Diyanet ilk Din Şûrasını Mehmet Nuri Yılmaz’ın başkan olduğu dönemde, 1993’te düzenlemişti. Beş yıl sonra, 1998’de ikincisini yaptı. Yeni Asya adına ikisine de katıldık.
İlkinde Kutlular Ağabeyin imzasıyla “Ülke bütünlüğü ve din,” bizim imzamızla “Yeni bir tefsir ihtiyacı,” ikincisinde ise “Bediüzzaman Said Nursî’nin görüşleri ışığında Müslüman-Hıristiyan diyaloğu: Ortak kelimede buluşmak” başlıklı tebliğlerimizi takdim ettik.
Bunlar diğer katılımcılarınkileriyle beraber Diyanet’in yayınladığı ikişer ciltlik “Şûra Tebliğ ve Müzakereleri” kitaplarında yer aldı.
Gerek muhteva, gerek katılımcı profili ve çeşitliliği ile gayet zengin olan bu şûraların, ilgili tüzükte öngörüldüğü şekilde beş yılda bir düzenlenmeye devam edilen sonrakilerine davet edilmediğimiz için katılamadık.
Dolayısıyla, bu hafta gerçekleştirilen altıncısına da.
Medya gündeminde yine pek yer bulamadığını gördüğümüz şûranın konusu “Sosyokültürel değişim ve Diyanet hizmetleri.”
Bu başlık altında ele alınan konulardan bazıları şunlar:
Cami içi ve dışı irşad hizmetleri; aile, çocuk, genç ve yetişkinlere yönelik din eğitimi.

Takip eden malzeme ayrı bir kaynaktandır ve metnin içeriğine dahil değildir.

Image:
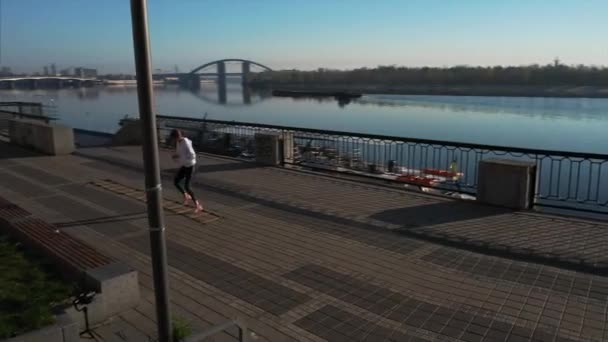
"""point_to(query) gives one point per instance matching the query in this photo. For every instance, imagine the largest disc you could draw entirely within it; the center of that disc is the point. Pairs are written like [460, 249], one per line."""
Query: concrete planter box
[63, 330]
[506, 183]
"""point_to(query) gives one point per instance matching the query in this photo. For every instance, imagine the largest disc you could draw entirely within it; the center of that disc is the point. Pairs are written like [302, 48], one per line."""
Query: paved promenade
[305, 257]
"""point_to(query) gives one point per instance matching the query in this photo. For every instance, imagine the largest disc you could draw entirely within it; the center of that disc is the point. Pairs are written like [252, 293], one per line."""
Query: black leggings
[184, 172]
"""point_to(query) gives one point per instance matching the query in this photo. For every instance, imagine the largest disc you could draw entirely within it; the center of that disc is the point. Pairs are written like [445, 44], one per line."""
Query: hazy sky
[306, 33]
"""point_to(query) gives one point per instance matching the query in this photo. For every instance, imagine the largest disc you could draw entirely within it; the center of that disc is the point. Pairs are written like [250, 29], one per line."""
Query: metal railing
[243, 333]
[569, 180]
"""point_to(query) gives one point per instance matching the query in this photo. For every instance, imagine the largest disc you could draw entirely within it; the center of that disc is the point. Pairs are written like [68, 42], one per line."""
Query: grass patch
[28, 290]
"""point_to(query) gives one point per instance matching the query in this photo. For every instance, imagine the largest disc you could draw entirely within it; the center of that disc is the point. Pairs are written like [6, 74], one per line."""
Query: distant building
[6, 71]
[85, 73]
[66, 72]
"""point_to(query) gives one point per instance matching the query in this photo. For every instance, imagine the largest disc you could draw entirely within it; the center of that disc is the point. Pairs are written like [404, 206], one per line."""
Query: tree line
[555, 74]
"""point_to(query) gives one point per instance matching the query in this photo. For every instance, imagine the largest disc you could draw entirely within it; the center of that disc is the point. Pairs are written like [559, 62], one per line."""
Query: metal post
[141, 45]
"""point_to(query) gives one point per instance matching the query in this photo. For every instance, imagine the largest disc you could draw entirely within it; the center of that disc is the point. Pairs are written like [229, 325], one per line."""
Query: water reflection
[547, 108]
[543, 123]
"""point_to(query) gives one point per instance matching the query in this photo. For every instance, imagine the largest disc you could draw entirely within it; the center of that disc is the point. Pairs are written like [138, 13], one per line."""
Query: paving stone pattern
[530, 274]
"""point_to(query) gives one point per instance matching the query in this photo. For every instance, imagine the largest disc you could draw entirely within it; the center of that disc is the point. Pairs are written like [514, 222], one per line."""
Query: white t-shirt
[187, 156]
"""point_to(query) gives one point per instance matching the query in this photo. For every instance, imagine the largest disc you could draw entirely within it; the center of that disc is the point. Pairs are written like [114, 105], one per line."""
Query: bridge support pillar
[246, 69]
[221, 81]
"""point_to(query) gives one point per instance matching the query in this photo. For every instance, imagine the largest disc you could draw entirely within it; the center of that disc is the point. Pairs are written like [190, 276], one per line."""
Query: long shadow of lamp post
[145, 96]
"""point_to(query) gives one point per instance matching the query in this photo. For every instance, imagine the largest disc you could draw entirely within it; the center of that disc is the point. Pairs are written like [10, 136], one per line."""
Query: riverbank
[512, 91]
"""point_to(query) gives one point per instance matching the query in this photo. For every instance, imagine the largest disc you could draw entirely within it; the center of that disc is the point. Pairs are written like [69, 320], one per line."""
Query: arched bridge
[193, 78]
[221, 66]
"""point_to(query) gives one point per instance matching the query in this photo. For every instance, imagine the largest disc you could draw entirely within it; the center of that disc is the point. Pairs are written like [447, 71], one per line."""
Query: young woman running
[186, 157]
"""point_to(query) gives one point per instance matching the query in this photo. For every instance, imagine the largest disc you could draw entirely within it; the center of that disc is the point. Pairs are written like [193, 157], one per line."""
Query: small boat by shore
[304, 93]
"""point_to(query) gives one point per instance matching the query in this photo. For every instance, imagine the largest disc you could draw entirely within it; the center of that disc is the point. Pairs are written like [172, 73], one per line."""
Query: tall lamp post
[145, 96]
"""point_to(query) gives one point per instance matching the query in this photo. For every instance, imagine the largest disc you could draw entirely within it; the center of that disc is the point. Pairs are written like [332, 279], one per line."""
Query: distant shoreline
[509, 91]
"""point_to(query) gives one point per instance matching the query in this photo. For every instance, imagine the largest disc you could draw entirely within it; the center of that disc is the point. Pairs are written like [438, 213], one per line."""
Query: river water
[565, 124]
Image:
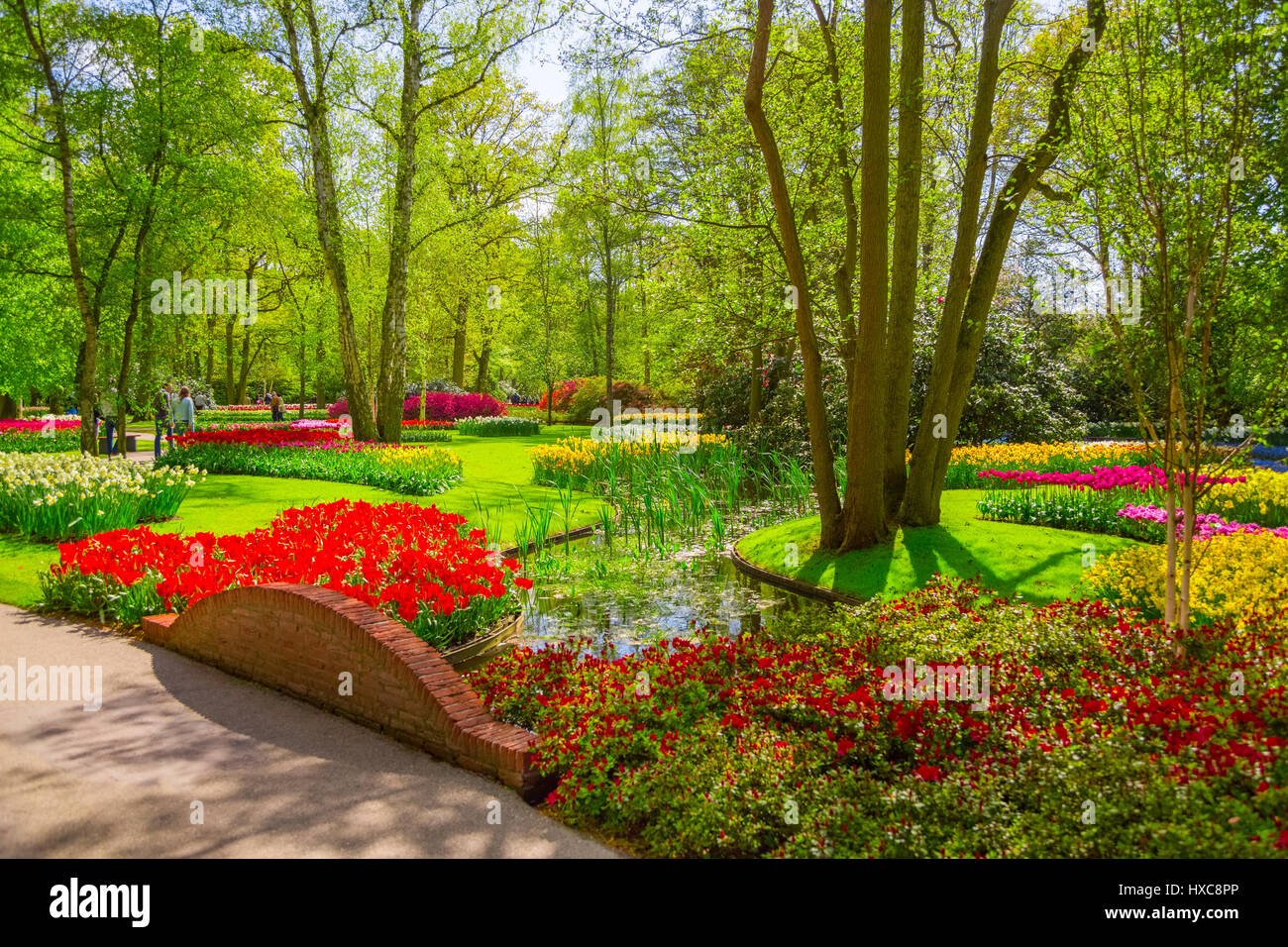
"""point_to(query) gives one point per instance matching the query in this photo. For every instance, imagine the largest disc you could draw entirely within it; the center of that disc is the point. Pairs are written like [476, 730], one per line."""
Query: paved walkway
[275, 777]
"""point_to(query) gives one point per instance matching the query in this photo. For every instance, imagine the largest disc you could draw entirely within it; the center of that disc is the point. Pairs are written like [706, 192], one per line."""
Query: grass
[497, 472]
[1039, 564]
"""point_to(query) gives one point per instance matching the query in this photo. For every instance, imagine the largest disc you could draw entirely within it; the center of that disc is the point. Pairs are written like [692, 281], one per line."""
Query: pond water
[630, 605]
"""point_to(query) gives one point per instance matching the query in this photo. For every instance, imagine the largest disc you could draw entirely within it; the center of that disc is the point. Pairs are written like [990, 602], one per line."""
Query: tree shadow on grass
[926, 551]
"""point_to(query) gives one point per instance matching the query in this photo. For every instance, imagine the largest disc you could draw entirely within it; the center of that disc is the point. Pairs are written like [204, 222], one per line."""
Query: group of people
[168, 411]
[171, 411]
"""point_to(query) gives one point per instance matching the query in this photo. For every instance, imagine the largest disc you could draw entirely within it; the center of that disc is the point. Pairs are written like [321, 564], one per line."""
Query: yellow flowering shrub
[1233, 575]
[1261, 499]
[1064, 457]
[578, 457]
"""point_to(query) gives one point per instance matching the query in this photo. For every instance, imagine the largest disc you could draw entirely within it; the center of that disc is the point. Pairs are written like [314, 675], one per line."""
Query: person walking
[185, 412]
[162, 412]
[106, 411]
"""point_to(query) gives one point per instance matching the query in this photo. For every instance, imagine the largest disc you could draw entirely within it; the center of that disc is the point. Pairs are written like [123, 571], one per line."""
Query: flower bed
[59, 497]
[965, 463]
[40, 436]
[581, 462]
[1103, 500]
[439, 406]
[248, 414]
[1233, 574]
[415, 564]
[320, 455]
[426, 432]
[795, 748]
[497, 427]
[1206, 525]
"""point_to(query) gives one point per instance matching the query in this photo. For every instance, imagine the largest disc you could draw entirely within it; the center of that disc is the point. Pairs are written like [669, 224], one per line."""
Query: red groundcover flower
[415, 562]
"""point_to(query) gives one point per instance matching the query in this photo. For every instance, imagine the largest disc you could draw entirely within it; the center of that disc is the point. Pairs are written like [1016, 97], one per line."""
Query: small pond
[629, 604]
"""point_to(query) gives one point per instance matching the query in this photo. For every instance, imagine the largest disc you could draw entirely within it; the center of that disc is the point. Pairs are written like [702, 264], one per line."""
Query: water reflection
[707, 595]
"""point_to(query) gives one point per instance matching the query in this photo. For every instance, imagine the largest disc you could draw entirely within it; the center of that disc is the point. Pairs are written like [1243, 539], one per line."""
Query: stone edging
[803, 589]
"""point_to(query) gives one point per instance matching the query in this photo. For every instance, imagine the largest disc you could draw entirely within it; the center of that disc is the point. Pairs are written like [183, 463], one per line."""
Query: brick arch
[299, 638]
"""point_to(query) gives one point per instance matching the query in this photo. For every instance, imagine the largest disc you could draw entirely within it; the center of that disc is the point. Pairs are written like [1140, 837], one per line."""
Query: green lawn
[1039, 564]
[496, 470]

Diyanet’in bu konularda verdiği görüntü şöyle:
Cami içi hizmetlere maalesef siyaset gölgesi düşürüldü.
Dışındaki alanlara ise verilen görünür bir hizmet yok.
Peki, Diyanet aile, çocuk, genç ve yetişkinlere din hizmeti için ne yapıyor? Öğrencileri cemaatlere “kaptırmamak” için açılan evler dışında...
Bir diğer başlık, inanç karşıtı akımlar ve alınacak önlemler. Böyle bir konuda bile MGK dilinin kullanılması, işin özünün kavranamadığını göstermeye yeter. O akımları hangi önleminizle “etkisiz hal”e getirebilirsiniz?
Zaafa düşen, sarsılan, hattâ kaybolan imanlar ancak aklı ikna edecek ispat ve kalbi doyuracak izahlarla geri kazanılabilir ve kuvvetlendirilebilir. Ne olduğu belirsiz “önlem”lerle değil.
O ispat ve izahlar da, Diyanet’in bir kısmını basıp gerisini getirmediği Risale-i Nur’da.
Şûra gündeminde yer alan bir diğer kritik başlık din istismarı ve dinî oluşumlar.
Diyanet’in bu konuya yaklaşımı, kendisine atfedilen ve açıkça reddetmediği, Perinçek’in yayınevi tarafından kitaplaştırılıp gazetesinde dizi olarak yayınlanan raporla ciddî şekilde gölgelendi.
Oysa manevî hizmetler cemaatleri dışlayıp “tehdit” sayarak değil, ancak onlarla kaynaşıp el ele vererek sağlıklı bir şekilde yürütülebilir.